The wooden puzzle box floated on my computer screen, a 3D model perfectly rendered, the liquid display bubbling under my fingertips as I traced the series of twists and turns that would unlock its mysteries. There, and there and . . . yes, there. I smiled.

I couldn’t resist mousing over to it and clicking, just in case it proved interactive. It wasn’t, of course. Simply an amazing piece of art, the splash screen gateway to the website of a small publisher of puzzle books.

I clicked the “enter here” entreaty, feeling a frisson of grief as that perfect puzzle evaporated, replaced by a perfectly boring website. Now I imagined the solution to another challenge—how, as a Web designer, I could make this site so much better. From the looks of it, though, my services would be more than they could afford, so I directed my gaze to the upper right corner where, as I’d been told, there was a second entreaty—this one to try an online puzzle and win a prize.

So I clicked and read, checking it out so carefully you’d think they were asking me to donate a kidney. But you can’t be too careful on the Web. Ninety-nine percent of freebies are bullshit. Fortunately, most of those are obvious—badly worded and misspelled missives that never quite explain how a Nigerian prince got the e-mail address of Mrs. Joe Smith in Nowhere, Idaho.

There is, however, that other one percent—legitimate giveaways for promotional exposure—and this seemed to be one of them. Solve a puzzle; win a prize; progress to the next level for a bigger prize. The entry-level contest would win you a downloadable, sixteen-page puzzle book. A reasonable reward for a reasonably simple puzzle, one I solved absently as most of my brain was still occupied reading the page’s fine print.

I entered the solution for the anagram and was redirected to a page with my prize available for immediate download. I scanned the file for viruses, of course, but it was clean. And that was it. They didn’t even request an e-mail address so I could be signed up for “exciting promotional offers.” The page simply gave me a code that would allow me to progress to the next level . . . after a twenty-four-hour waiting period.

I jotted down the code, bookmarked the site and flipped back to my work.

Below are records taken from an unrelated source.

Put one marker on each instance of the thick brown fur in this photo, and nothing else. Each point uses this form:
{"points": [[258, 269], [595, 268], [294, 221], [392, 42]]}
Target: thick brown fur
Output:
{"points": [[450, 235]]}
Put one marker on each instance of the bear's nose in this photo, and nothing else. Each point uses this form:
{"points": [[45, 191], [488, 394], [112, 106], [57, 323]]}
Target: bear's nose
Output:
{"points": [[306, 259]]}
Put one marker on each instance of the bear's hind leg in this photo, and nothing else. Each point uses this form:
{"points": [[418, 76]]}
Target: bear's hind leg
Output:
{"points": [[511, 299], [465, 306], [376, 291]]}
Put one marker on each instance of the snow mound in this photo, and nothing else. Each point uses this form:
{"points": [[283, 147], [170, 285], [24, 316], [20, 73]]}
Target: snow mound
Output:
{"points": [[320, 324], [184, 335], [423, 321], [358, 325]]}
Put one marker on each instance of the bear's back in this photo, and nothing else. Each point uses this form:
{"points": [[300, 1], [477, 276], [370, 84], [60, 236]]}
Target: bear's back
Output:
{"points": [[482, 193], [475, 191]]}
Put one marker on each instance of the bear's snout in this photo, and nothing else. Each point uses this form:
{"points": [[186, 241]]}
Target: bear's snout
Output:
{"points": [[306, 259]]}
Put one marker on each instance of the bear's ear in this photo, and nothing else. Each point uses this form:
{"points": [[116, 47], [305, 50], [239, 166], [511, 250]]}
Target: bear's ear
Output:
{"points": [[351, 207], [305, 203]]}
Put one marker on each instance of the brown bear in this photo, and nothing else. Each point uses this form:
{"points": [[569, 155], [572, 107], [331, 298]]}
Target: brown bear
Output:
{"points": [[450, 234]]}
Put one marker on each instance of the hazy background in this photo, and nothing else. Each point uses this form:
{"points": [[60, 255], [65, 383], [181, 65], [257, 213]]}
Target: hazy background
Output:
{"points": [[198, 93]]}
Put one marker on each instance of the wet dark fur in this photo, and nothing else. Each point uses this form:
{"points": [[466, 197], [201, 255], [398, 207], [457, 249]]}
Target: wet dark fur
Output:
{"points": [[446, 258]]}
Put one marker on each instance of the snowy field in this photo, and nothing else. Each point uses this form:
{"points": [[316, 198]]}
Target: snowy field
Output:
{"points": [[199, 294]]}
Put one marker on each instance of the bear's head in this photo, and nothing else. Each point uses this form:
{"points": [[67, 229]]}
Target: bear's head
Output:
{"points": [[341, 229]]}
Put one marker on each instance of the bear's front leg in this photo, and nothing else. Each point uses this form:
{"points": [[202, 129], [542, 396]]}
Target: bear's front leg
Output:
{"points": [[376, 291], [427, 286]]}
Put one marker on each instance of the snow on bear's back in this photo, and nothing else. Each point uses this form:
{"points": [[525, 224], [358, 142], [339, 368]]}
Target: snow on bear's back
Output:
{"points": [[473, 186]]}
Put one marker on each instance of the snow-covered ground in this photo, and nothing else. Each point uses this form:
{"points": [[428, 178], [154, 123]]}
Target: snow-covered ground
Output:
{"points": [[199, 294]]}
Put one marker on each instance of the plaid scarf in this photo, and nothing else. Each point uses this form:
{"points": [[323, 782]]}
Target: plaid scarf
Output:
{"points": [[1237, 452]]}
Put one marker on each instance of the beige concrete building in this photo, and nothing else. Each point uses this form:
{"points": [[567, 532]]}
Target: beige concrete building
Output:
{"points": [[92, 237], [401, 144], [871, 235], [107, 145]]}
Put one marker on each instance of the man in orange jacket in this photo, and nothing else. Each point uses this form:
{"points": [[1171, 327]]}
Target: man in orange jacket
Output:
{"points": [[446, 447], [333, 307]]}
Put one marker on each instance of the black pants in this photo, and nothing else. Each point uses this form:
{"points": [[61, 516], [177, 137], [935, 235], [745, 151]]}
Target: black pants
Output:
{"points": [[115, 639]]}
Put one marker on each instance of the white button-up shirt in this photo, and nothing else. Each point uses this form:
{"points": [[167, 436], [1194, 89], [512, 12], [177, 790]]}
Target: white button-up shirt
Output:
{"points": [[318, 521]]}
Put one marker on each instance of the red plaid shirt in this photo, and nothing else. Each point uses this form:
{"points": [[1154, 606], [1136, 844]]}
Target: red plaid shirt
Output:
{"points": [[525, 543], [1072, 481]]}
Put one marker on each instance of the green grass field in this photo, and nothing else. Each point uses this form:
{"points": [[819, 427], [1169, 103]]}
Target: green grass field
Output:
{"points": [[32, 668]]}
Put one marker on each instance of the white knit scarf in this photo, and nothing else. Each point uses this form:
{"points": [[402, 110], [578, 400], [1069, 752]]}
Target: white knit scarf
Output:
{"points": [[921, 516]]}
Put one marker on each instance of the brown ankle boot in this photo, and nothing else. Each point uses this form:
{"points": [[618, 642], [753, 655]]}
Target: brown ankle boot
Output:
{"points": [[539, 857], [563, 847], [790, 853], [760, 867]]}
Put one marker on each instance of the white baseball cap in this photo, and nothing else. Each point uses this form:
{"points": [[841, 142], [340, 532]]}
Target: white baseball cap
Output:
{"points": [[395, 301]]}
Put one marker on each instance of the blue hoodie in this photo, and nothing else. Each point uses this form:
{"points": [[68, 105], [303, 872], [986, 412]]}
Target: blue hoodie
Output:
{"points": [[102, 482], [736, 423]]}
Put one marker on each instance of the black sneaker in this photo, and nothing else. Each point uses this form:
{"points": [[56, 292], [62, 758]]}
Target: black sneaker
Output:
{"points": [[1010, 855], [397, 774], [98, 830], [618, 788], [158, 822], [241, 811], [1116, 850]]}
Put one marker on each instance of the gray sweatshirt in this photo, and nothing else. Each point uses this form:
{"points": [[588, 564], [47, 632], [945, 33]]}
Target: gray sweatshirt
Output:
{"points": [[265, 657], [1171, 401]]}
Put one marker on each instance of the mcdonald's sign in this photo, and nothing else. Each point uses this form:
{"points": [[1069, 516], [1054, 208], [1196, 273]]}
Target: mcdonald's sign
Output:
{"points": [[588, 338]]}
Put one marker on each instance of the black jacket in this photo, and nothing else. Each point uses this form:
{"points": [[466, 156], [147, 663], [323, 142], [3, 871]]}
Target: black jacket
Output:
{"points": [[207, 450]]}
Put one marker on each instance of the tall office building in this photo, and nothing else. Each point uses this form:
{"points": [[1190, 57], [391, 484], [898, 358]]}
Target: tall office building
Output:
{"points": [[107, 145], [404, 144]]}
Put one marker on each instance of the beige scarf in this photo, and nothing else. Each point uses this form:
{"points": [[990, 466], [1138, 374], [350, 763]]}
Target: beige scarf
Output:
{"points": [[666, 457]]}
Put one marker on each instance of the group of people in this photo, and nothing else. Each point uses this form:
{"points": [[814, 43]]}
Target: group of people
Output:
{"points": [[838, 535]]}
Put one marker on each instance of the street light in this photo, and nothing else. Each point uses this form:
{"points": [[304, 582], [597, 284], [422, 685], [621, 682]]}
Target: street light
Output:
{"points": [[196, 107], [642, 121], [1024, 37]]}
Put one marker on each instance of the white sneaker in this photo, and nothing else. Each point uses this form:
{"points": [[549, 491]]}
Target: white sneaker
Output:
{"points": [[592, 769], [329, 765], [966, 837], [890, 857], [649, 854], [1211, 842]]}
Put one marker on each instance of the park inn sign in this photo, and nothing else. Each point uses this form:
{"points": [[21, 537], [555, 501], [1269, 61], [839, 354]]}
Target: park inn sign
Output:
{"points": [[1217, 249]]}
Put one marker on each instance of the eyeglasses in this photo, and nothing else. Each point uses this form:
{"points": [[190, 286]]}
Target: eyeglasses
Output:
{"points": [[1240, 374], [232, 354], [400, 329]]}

Over the next week, I proceeded through four more levels, solving a Sudoku, a Tangram, a Tower of Hanoi, a Takegaki, and winning a sample e-book, a three-volume e-collection, a limited edition omnibus and a brass-plated n-puzzle with the company logo on the tile’s squares. I needed to provide a mailing address for the last, which was fine. I gave my post office box. I wouldn’t be rushing to collect it, though. My reward came in knowing I’d already gotten farther than anyone in the puzzle enthusiast e-mail loop that had first announced the contest.

By day eight, I was sitting at my computer, one eye on the clock, waiting for my next twenty-four-hour hiatus to be up.